Но ободрительный прием Килограммыча пропал впустую. Жена Сорокина была совсем плоха, и даже в том, что ее немедленно отправили на машине в областную больницу, где она умерла, не было, по сути дела, никакого смысла.
Отчего она занемогла? Сорокин думал об этом по пути из города в скрипучем промерзшем автобусе, а через несколько дней, обсуждая тот же вопрос с Килограммычем, сказал:
— От жадности.
И потом, не желая никак объяснить свои странные слова, долго глядел в окно на толстую мартовскую сосульку, истекавшую прозрачными слезами.
2
Вместе с женой избу фельдшера покинул привычный запах парного молока, печеного хлеба, анисовых яблок, и сразу появилось много лишних вещей, которым фельдшер не мог найти применения, и дел, которые при жене, казалось, делались сами собой. Да и вся его жизнь, на взгляд односельчан, пошла как-то набекрень. Он почти безвозмездно, за литр молока в день, отдал свою корову на колхозную ферму, перерезал всех кур, продал овец и на вырученные деньги купил радиоприемник, и в пыльной, запахшей мышами избе его стала играть тихая, красивая музыка.

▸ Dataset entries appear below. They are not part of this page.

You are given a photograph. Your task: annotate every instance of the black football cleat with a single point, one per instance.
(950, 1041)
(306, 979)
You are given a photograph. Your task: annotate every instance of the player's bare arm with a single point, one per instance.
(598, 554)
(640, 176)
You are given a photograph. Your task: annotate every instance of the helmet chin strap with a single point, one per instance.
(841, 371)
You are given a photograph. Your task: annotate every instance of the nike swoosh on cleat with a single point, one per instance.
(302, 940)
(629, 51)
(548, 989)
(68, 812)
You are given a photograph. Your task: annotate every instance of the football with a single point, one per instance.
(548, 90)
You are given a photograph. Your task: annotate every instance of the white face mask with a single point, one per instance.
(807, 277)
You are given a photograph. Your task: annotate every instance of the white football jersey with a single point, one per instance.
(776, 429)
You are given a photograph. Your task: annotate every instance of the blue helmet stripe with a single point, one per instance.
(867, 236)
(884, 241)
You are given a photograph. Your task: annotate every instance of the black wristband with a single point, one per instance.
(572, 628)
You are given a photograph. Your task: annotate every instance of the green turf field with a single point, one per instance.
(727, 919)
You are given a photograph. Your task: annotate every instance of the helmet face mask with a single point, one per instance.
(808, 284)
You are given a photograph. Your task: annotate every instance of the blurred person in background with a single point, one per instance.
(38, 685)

— Напрасно ты, Матвей Ильич, хозяйство рушишь, — пенял ему в дружеской беседе Килограммыч. — А надо тебе, голубчик, погодя приличное время, опять жениться, потому что без женщины любой дом — сарай, да и сам запсеешь.
— А я и женюсь, не спеши, — спокойно возразил ему на это фельдшер. — Ведь я не парень с гармонью. В пятьдесят-то не скоро женишься. Ну, а хозяйство — им я сейчас заниматься не могу. Я двадцать семь лет с женой каждый день только о хозяйстве и говорил, облызло оно сверх всякой меры.

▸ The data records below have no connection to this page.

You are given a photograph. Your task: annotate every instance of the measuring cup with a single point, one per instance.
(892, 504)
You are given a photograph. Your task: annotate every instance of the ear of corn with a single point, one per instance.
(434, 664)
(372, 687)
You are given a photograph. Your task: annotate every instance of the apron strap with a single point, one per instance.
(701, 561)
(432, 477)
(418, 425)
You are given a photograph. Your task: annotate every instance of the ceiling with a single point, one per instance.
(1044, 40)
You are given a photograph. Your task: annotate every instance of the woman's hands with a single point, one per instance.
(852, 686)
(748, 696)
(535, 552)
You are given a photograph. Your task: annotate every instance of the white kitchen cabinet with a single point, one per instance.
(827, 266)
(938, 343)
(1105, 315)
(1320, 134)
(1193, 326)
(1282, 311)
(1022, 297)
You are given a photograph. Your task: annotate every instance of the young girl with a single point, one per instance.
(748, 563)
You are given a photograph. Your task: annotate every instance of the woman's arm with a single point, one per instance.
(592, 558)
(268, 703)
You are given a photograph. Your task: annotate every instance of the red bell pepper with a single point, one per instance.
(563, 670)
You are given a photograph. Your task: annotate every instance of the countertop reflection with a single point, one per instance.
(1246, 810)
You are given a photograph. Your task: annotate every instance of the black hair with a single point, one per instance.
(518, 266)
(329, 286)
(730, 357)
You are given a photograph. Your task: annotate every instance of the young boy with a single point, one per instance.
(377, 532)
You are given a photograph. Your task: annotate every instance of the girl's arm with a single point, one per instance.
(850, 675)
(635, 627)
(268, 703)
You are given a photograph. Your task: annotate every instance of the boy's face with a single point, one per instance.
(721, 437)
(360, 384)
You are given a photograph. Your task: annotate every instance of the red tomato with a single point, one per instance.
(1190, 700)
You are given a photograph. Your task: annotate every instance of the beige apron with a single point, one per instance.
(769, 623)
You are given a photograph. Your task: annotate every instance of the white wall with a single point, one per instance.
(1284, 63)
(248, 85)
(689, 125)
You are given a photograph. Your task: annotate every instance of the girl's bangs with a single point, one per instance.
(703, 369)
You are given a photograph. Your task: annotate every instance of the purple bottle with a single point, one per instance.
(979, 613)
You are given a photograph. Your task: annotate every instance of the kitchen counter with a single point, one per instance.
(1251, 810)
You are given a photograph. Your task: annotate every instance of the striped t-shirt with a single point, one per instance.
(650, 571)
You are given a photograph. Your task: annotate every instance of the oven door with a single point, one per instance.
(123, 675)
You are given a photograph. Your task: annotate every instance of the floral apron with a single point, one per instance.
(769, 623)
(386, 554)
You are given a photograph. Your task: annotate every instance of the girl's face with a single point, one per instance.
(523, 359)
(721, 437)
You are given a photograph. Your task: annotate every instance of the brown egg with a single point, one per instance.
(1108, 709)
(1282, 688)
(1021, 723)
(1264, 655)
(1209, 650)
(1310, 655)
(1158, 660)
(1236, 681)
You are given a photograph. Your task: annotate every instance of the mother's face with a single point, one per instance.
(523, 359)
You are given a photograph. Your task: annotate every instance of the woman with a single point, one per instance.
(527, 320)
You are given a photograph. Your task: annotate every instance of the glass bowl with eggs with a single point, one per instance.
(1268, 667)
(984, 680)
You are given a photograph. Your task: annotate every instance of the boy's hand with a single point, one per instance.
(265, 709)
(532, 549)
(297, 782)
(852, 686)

С тех пор прошло два года; Сорокин не «запсел», как предрекал ему Килограммыч, а наоборот — помолодцевел: подстриг усы, купил соломенную шляпу и стал ходить на вызовы пешком, говоря, что это полезно для здоровья.
Как-то шел он из дальней деревни от роженицы, прилег под стогом и нечаянно заснул, сморенный жарой и усталостью. Когда солнце, обойдя вокруг стога, осветило и припекло спящего фельдшера, он заметался, тихо вскрикнул и сел, озираясь по сторонам.

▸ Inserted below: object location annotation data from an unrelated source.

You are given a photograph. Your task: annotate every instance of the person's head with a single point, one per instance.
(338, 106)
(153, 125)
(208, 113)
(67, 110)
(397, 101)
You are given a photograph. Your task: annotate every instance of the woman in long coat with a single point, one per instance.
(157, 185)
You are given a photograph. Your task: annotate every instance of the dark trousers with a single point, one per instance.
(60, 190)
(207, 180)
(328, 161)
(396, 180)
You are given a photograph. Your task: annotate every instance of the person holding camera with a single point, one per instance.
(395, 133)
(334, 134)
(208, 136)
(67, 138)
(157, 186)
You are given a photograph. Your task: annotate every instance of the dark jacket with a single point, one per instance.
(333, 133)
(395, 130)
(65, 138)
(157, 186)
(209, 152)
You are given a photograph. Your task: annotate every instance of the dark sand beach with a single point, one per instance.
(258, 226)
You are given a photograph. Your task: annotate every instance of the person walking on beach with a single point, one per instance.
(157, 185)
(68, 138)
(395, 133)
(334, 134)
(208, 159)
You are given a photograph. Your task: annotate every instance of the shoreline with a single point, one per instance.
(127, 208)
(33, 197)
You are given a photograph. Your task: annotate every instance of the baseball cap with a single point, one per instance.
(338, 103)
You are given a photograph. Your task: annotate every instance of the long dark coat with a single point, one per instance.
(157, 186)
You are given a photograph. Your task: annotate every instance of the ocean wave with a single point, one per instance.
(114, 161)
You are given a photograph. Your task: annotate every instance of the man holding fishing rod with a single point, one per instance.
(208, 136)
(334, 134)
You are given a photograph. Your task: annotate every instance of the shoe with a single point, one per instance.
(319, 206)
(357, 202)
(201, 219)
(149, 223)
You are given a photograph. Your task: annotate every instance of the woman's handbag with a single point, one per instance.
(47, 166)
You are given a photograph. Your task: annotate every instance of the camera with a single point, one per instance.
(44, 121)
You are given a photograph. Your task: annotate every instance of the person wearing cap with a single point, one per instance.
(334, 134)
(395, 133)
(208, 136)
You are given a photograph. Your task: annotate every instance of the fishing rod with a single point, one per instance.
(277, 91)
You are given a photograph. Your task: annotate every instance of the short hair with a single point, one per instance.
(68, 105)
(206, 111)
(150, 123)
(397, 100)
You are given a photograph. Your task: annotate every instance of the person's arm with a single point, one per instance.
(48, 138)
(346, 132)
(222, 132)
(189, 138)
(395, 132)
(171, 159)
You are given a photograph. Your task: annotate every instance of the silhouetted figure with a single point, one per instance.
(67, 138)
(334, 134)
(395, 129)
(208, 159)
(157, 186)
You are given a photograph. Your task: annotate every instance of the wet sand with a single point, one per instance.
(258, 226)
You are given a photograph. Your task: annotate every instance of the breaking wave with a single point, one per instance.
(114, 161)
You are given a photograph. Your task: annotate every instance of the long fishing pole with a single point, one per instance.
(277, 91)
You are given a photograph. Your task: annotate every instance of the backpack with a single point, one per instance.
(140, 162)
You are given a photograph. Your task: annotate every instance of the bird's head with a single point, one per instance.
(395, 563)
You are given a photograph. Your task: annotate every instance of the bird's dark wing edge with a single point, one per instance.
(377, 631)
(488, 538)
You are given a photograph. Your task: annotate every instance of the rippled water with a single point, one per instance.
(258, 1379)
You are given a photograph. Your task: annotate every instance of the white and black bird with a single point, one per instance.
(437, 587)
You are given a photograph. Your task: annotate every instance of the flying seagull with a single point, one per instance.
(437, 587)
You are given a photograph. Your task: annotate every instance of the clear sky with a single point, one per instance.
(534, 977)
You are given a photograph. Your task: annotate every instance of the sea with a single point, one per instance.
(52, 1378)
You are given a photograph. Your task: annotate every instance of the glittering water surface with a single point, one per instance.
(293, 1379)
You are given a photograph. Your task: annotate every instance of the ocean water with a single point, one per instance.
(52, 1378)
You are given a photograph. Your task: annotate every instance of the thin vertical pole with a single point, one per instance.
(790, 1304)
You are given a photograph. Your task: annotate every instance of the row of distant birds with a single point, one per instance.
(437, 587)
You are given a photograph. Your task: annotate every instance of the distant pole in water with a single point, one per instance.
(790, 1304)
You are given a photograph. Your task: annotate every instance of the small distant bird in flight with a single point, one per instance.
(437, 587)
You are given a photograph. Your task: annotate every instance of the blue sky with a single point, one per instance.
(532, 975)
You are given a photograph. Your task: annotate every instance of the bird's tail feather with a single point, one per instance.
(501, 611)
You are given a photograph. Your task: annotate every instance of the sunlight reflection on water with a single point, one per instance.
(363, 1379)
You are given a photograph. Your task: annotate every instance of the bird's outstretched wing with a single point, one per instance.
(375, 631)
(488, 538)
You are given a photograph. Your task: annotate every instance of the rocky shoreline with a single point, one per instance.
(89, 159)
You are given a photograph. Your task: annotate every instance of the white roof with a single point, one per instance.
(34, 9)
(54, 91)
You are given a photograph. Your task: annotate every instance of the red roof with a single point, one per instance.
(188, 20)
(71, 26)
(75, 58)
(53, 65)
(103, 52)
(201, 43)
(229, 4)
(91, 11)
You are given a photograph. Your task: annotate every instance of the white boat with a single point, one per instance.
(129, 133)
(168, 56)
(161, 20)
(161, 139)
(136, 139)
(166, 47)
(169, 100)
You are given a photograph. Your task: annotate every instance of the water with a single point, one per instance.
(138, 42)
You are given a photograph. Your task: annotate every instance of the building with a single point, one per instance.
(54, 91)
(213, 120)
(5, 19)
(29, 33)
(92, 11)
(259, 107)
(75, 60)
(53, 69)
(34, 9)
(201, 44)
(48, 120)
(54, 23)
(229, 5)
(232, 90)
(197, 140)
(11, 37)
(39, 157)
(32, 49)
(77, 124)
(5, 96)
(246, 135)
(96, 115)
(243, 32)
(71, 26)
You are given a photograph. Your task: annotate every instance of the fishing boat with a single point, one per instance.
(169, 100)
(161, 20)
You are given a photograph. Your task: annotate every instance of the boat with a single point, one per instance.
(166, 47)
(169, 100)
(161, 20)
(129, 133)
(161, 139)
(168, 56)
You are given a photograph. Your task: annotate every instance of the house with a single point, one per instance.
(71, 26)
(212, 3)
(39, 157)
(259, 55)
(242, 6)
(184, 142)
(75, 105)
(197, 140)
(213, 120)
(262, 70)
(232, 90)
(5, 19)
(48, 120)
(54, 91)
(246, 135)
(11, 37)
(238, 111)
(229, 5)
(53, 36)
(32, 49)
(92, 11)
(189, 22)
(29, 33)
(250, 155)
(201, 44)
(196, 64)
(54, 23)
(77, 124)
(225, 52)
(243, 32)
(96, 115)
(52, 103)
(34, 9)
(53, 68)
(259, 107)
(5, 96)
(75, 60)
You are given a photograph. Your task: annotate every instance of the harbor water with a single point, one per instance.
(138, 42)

Звенящая сушь стояла над лугами. Воздух плавился, плыл, и казалось, что земля источает какое-то мглистое испарение, поволакивая дальний горизонт сиреневой дымкой.
«Жара, жара… — думал фельдшер, нащупывая рукой шляпу. — А что же мне снилось такое? Ах, боже ты мой, хорошее что-то и странное, а припомнить не могу».